President Obama and Cuban President Raúl Castro shook hands on Monday, kicking off a historic meeting at the Palace of the Revolution in Havana.
Obama and Castro briefly exchanged pleasantries through an interpreter and smiled for the cameras.
The president told Castro about his time so far in Havana, which included a stop at a cathedral and dinner at a privately owned restaurant.
"We had a great tour yesterday," Obama said. "Enjoyed it.
"And we had a great dinner," he added.
It marked the third meeting between Obama and Castro since both leaders announced in December 2014 they would begin to normalize relations.
Monday’s sit-down is the most substantial attempt yet by both leaders to make progress on the 15-month-old thaw, a process that has proceeded in fits and starts amid longstanding disputes over economics, politics and human rights.
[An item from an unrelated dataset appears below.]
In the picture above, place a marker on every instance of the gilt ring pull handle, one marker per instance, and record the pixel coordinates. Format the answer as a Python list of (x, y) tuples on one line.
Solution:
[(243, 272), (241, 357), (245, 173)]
"Obviously, our intention has always been to get a ball rolling, knowing that change wasn't going to happen overnight,” Obama said in an interview with ABC News that aired Monday. “We felt that coming now would maximize our ability to prompt more change.
"Change is going to happen, and I think that Raúl Castro understands that,” he added.
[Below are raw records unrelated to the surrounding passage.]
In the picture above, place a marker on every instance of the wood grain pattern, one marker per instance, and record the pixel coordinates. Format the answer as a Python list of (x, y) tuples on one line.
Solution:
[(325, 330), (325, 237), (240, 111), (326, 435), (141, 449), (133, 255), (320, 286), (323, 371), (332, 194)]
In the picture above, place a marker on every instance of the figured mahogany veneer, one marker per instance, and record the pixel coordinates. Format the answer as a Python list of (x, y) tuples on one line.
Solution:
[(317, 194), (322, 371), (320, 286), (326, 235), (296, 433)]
Obama is expected to press Castro on adopting political and economic reforms, and the Cuban leader is expected to pressure the president on the U.S. trade embargo.
Both leaders are expected to address the media following their huddle.
Obama’s trip to Cuba, the first by a sitting U.S. president in 88 years, has already produced some striking images that were unimaginable just over a year ago.
The president held his hand over his heart as a Cuban military honor guard played the "Star-Spangled Banner" inside the Palace of the Revolution, the center of Cuba’s communist government.
Earlier in the morning, the president posed for a photo with the U.S. and Cuban delegations in Havana’s Revolutionary Square, with large sculptures of revolutionary icons Ernesto "Che" Guevara and Camilo Cienfuegos in the backdrop.
Obama was there to participate in a wreath-laying ceremony at a memorial to Cuban independence hero José Martí, where both nations' national anthems were played.
The president called the wreath laying “a historic moment” and said it was “pretty remarkable to hear the anthems here, side by side, in Havana with the president of the United States.”